2.5. Bacterial Abundance and Biomass

[11] Cryoconite meltwater (30 ml) was preserved with prefiltered (0.2 μm) formalin to a final concentration of 2% v/v. Bacteria were filtered onto polycarbonate filters (0.2 μm pore size) and stained with the fluorochrome DAPI (4′, 6-diamidino-2 phenylindole) at a final concentration of 0.2% v/v [Porter and Feig, 1980]. More than 400 bacteria per sample were counted in randomly selected fields with a Zeiss Axioplan epifluorescence microscope equipped with BP 365, FT 395, and LP 397 filter sets. Images were taken with a highly sensitive charge-coupled device camera (Optotronics ZVS-47EC) and processed with the image analysis software LUCIA_D, version 3.50 (Laboratory Imaging, Prague, Czech Republic). Bacterial biovolume was determined from length and width measurements according to Posch et al. [1997]. Bacterial carbon content was estimated as described by Löferer-Krößbacher et al. [1998].

2.6. Bacterial Activity

[12] Bacterial productivity was estimated as 3H-thymidine incorporation into cold trichloroacetic acid (TCA) insoluble products [Takacs and Priscu, 1998] on the ice overlying the sediment layer and the sediment layer from three cryoconites on the Canada Glacier, sections of overlying ice from two cryoconites from the Hughes Glacier, and one from the Commonwealth Glacier. Samples were incubated with 20 nM thymidine for 20 h in the dark at 4°C. Thymidine incorporation was converted to carbon incorporation using conversion factors of 2.0 × 1018 cells mol thymidine−1 and 11 fg Carbon cell−1, as outlined by Takacs and Priscu, 1998 and Takacs et al. [2001]. Incubations were carried out in the dark at 0.1°C; temperature was logged throughout the course of the experiments.

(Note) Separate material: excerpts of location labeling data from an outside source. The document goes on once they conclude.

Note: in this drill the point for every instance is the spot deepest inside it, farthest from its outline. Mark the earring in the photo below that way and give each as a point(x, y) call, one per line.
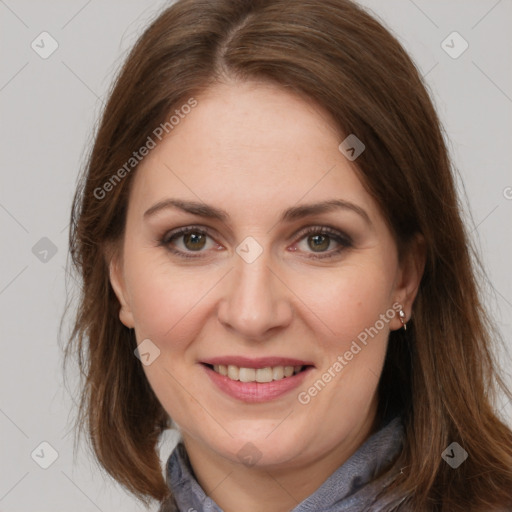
point(401, 314)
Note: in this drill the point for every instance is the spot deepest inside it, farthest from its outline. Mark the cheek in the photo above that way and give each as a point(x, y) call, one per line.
point(165, 300)
point(347, 300)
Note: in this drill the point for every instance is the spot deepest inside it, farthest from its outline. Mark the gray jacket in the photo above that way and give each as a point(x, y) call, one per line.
point(352, 487)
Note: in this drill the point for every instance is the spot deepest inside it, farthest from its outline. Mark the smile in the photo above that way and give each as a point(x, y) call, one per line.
point(267, 374)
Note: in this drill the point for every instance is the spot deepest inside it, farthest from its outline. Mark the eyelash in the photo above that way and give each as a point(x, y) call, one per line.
point(334, 234)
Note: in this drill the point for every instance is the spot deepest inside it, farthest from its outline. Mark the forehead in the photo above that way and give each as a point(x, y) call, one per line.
point(250, 144)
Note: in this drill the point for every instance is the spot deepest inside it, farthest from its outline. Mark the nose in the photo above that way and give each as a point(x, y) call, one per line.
point(256, 300)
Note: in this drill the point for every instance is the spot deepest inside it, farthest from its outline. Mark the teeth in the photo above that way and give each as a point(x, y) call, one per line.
point(267, 374)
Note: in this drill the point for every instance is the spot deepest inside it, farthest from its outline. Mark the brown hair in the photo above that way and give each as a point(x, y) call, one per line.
point(441, 371)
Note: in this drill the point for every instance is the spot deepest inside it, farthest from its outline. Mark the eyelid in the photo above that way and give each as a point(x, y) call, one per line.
point(339, 236)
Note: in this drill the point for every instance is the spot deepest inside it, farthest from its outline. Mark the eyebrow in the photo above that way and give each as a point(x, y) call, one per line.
point(288, 215)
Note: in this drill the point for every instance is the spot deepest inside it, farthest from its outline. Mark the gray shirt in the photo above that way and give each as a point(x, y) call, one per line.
point(352, 487)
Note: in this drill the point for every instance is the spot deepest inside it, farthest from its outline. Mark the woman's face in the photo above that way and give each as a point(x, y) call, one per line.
point(273, 278)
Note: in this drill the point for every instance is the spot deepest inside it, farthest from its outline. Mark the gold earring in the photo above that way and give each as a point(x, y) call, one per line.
point(401, 314)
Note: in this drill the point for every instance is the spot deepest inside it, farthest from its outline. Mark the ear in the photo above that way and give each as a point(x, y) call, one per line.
point(118, 283)
point(411, 268)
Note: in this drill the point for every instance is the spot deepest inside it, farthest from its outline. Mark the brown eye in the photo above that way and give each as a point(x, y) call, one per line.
point(194, 241)
point(319, 242)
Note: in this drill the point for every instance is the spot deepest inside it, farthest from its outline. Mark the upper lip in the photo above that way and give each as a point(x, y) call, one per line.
point(258, 362)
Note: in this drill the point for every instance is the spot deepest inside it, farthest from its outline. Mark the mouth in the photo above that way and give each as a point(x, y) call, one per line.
point(256, 381)
point(261, 375)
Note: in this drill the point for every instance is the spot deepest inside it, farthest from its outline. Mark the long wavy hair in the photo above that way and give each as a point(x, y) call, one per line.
point(441, 372)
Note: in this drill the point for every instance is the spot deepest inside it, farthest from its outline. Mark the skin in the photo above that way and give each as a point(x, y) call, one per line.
point(254, 149)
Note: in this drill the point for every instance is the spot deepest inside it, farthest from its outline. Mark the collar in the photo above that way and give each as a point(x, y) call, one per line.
point(352, 487)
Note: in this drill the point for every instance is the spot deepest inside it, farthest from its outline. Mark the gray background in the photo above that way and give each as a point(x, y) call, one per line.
point(48, 110)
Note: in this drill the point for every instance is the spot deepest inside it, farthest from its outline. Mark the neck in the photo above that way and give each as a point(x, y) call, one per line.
point(235, 486)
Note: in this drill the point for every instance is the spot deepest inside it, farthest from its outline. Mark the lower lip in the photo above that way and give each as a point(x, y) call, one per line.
point(256, 392)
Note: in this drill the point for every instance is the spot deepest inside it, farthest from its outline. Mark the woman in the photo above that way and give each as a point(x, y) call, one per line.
point(274, 262)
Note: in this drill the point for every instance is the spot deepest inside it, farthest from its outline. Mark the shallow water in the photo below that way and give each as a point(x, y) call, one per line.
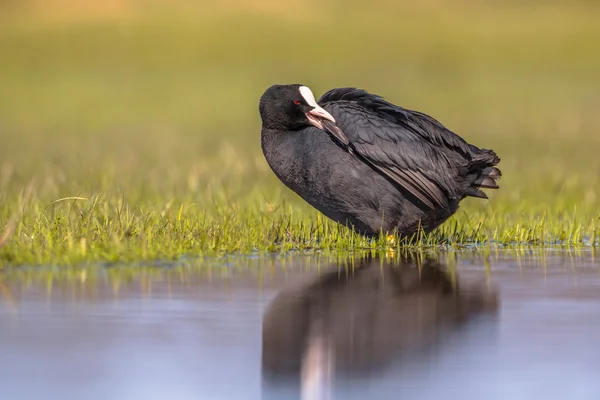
point(519, 325)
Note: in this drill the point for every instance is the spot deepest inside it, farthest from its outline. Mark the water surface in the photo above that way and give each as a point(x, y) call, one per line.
point(512, 324)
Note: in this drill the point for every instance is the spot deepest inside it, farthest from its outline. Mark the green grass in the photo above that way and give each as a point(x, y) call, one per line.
point(138, 139)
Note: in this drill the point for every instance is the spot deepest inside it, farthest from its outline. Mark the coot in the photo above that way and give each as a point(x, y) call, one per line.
point(369, 164)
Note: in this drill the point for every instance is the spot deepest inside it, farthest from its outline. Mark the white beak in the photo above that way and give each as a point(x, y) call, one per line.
point(317, 113)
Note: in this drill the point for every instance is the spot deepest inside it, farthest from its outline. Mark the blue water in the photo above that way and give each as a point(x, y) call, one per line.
point(201, 339)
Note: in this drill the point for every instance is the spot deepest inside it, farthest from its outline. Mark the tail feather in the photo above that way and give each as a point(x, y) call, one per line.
point(485, 175)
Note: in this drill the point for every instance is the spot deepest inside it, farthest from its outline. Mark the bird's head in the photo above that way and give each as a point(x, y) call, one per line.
point(291, 107)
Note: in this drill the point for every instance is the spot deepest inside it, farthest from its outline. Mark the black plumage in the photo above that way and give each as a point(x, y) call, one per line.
point(369, 164)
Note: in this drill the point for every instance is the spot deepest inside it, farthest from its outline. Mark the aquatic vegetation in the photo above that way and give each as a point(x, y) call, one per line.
point(139, 140)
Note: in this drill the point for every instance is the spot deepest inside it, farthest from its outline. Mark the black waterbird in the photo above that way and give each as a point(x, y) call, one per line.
point(369, 164)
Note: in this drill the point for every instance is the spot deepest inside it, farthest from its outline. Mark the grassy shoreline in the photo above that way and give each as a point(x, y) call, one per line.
point(139, 140)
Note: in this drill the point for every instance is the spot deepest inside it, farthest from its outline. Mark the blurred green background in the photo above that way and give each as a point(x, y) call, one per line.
point(152, 107)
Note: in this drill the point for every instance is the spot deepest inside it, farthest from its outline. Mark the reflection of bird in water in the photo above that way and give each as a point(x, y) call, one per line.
point(363, 319)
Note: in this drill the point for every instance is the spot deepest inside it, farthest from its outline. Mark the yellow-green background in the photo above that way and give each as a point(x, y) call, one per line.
point(148, 112)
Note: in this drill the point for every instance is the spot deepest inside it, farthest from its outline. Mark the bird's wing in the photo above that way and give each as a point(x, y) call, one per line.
point(412, 122)
point(411, 149)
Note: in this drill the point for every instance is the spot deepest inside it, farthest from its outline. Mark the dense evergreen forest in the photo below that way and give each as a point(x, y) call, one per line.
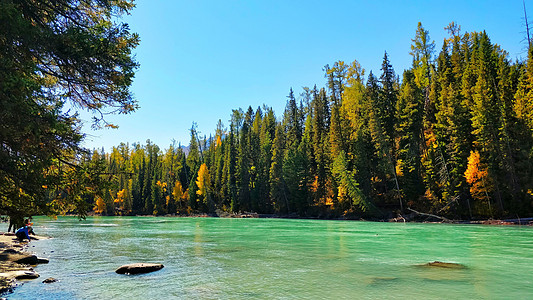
point(451, 136)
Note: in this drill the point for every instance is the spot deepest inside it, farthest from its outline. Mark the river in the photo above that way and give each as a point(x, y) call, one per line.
point(216, 258)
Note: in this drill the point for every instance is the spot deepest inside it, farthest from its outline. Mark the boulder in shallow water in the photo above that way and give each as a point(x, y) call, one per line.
point(440, 264)
point(138, 268)
point(19, 274)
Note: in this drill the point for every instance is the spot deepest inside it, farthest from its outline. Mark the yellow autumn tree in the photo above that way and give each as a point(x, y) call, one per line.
point(177, 193)
point(100, 205)
point(477, 176)
point(203, 182)
point(119, 201)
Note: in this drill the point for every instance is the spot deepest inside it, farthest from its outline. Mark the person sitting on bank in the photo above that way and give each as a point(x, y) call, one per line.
point(24, 233)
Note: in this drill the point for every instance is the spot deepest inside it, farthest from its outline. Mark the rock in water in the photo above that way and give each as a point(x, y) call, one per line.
point(440, 264)
point(49, 280)
point(138, 268)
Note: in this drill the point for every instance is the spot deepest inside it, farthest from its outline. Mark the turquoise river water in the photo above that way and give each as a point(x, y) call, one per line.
point(214, 258)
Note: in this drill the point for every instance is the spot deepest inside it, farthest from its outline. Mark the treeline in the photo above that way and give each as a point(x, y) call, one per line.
point(453, 137)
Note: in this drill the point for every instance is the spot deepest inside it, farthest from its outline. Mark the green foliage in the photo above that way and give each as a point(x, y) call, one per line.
point(452, 137)
point(51, 53)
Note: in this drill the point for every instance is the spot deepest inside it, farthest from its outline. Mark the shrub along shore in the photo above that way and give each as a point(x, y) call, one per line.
point(16, 262)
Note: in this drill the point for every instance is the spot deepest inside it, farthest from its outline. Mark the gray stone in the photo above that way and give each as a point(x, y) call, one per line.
point(138, 268)
point(445, 265)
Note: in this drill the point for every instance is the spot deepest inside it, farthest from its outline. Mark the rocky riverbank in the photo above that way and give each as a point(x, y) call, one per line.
point(16, 263)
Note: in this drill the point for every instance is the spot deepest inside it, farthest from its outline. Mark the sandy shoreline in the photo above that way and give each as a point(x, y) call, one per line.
point(16, 262)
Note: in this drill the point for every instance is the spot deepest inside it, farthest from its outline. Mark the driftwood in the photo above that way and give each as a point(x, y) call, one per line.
point(431, 215)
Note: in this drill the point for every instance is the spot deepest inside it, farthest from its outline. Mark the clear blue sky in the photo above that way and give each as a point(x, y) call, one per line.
point(202, 58)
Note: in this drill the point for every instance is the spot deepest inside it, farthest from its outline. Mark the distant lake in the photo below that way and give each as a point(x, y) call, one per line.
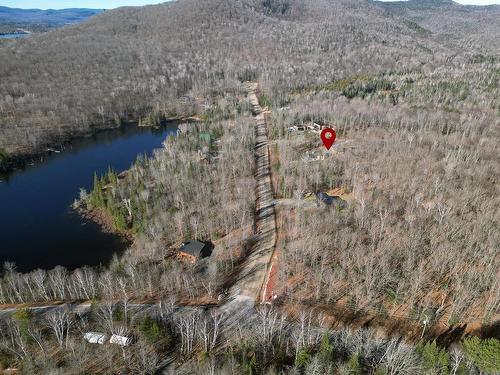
point(13, 36)
point(38, 229)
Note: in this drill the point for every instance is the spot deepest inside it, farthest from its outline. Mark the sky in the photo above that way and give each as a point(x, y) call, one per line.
point(109, 4)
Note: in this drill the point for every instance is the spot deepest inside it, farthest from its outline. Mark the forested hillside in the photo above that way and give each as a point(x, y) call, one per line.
point(409, 253)
point(38, 20)
point(129, 62)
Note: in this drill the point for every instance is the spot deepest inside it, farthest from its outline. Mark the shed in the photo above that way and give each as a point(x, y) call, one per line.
point(330, 200)
point(120, 340)
point(194, 250)
point(95, 337)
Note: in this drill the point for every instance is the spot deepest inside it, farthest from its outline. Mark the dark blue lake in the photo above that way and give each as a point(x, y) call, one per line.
point(13, 36)
point(38, 229)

[13] Extracellular enzyme activity (EEA) assays followed the protocol presented by Sinsabaugh et al. [1997] and Foreman et al. [1998]. Cryoconite samples were assayed for the activity of three hydrolytic enzymes at 4°C, using substrates linked to methylumbelliferyl or coumarin residues. The substrates for the ß-1, 4-glucosidase (BG), leucine aminopeptidase (LAP), and alkaline phosphatase (AP), assays were 4-MUF-ß-D-glucoside (EC, L-leucine-7- amido-4-methyl-coumarin (EC, and 4-MUF-phosphate (EC respectively. These enzymes are involved in the acquisition of carbon, nitrogen and phosphorous. BG is a carbohydrate degrading enzyme, LAP is a broad specificity enzyme involved in the final step of protein degradation and is used to assess organic nitrogen availability, and AP cleaves polyphosphate and orthophosphate monoesters resulting in the liberation of orthophosphorous. Activities are expressed as the rate of accumulation of methylumbelliferone or 7-amino-4-methyl coumarin, as appropriate, in units of nmol l−1 h−1, using emission coefficients calculated from standards and correcting for quench effects. The reaction rate (V) for each enzyme was calculated under substrate saturating concentrations on eight analytical replicates.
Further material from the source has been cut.